One summer day in 1990 I screwed up my courage and called the English Department at Yale University. I was looking for Vicki Hearne, author of Adam’s Task: Calling Animals by Name. That book was the most remarkable thing I had ever read about our relationships with animals, and I wanted to know more. The woman from Yale told me that Vicki was no longer there and then, to my amazement, asked if I’d like her home number. So I breathed deeply and dialed again. After introducing myself as a fan of her book and Airedales (her favorite dog breed) I haltingly asked if it might be possible for us to meet so that I could watch her work with a dog or horse and learn some more. One August day soon afterward I drove to Westbrook, Connecticut to meet her. At the end of the afternoon she asked me if I would like to train a couple of dogs under her tutelage. Wow! I took a job at the kennel where she trained and spent the next nine months soaking up everything I could about dog and horse training and even learned a little about writing poetry along the way. (Vicki was a natural teacher and couldn’t help herself when she found out I liked poetry.)
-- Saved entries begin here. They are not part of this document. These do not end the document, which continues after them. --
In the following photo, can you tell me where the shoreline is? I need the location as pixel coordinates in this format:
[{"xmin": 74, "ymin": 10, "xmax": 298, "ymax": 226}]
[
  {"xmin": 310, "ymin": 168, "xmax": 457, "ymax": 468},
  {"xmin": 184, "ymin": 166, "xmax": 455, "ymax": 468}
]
My wife Linda and I started Teacher’s Pet in the summer of 1991 and soon rented a space in Newington, CT. Dog training was harder than I thought. Although I had a gift for it, I soon realized that teaching it to others was far more challenging than just doing it myself. But I enjoyed it so much that it didn’t seem like work at all. In fact for a while I had a recurring dream that I hadn’t gone to work at my old job for months and wondered nervously what would be my boss’s reaction when I walked in the door after so much time away.
In twenty years I have met many wonderful, interesting people and their dogs. I’ve learned a lot from them and made lasting friendships too. Once I struck out on my own, my formal learning was over and the rest I mostly had to figure out on the job. But no two dogs (or people) are alike, so it never gets boring and there is always something more to learn. Every so often for no reason at all, a client from years ago will come to mind, and I’ll wonder how they’re doing. With a few clients, I’ve had the privilege of training a succession of dogs over the years and have watched their kids grow up. One friend/client commented the other day that we were going to grow old together. That’s a good thing. It is truly a blessing from Almighty God to be able to make a living doing what you love. I’m looking forward to the next twenty years and hope to have the privilege of meeting you and your dog too.